Mac decides to do what she best knows how to do, and puts thousands of miles between herself and her problems, covering a three-week NATO fact-finding mission in Northwest Pakistan. She might uncover as much of her emotional trauma as she's trying to bury; the year is no longer 2007 and Will isn't ignoring her calls, even if he's still the one she's running from.

Notes:

A/N: This was inspired by a gamut of things, but probably most influential among them, a message I received from mcmacthenewsroom on tumblr at the beginning of an eight hour train ride home for spring break, which gave me plenty of time to stew over narrative and plot. Thanks to Pippa for letting me ramble to you at (for me, anyway) ridiculous hours of the night.

Title and chapter titles taken from Snow Patrol's "Set Fire To The Third Bar." This fic takes place in January 2012. All newsworthy events have been fictionalized.

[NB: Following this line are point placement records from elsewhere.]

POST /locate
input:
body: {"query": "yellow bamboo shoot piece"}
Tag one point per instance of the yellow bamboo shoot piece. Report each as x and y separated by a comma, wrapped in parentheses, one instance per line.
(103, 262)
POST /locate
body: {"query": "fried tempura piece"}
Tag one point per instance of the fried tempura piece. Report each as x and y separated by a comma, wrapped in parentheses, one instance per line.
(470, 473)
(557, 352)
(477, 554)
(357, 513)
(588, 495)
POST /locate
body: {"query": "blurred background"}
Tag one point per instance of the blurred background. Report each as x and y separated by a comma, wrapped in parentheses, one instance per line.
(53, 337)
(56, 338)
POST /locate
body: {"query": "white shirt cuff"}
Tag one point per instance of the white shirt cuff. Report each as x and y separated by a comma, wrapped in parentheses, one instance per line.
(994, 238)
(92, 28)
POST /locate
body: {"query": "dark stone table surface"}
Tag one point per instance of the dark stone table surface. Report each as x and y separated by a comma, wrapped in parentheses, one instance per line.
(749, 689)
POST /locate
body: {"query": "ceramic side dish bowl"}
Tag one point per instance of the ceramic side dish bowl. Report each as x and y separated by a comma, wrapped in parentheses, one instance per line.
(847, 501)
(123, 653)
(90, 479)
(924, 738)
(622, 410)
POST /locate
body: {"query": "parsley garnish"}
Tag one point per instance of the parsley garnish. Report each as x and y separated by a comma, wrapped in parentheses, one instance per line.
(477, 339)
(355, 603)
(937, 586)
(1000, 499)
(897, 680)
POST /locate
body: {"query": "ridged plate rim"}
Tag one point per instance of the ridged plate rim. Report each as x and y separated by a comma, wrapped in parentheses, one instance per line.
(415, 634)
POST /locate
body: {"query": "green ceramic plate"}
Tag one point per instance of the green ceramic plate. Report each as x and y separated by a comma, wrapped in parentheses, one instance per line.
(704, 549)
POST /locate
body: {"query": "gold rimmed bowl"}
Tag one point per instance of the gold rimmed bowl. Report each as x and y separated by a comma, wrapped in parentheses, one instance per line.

Warnings for violence in later chapters.

Chapter 1: Over Rivers, Farms, and State Lines

Notes:

(See the end of the chapter for notes.)

Chapter Text

“So she went?”

Will shifts in his seat at the table in the corner of his office, not quite avoiding looking her in the eye but not quite managing to maintain any eye contact, either. “Well, it was Mac who was specifically invited. So yeah, she went.”

“Is she allowed to do that, as an EP? I mean, isn’t that a bit unusual?” Nina asks over the plastic lid on her Starbucks latte, the pink of her lipstick imprinted on the rim.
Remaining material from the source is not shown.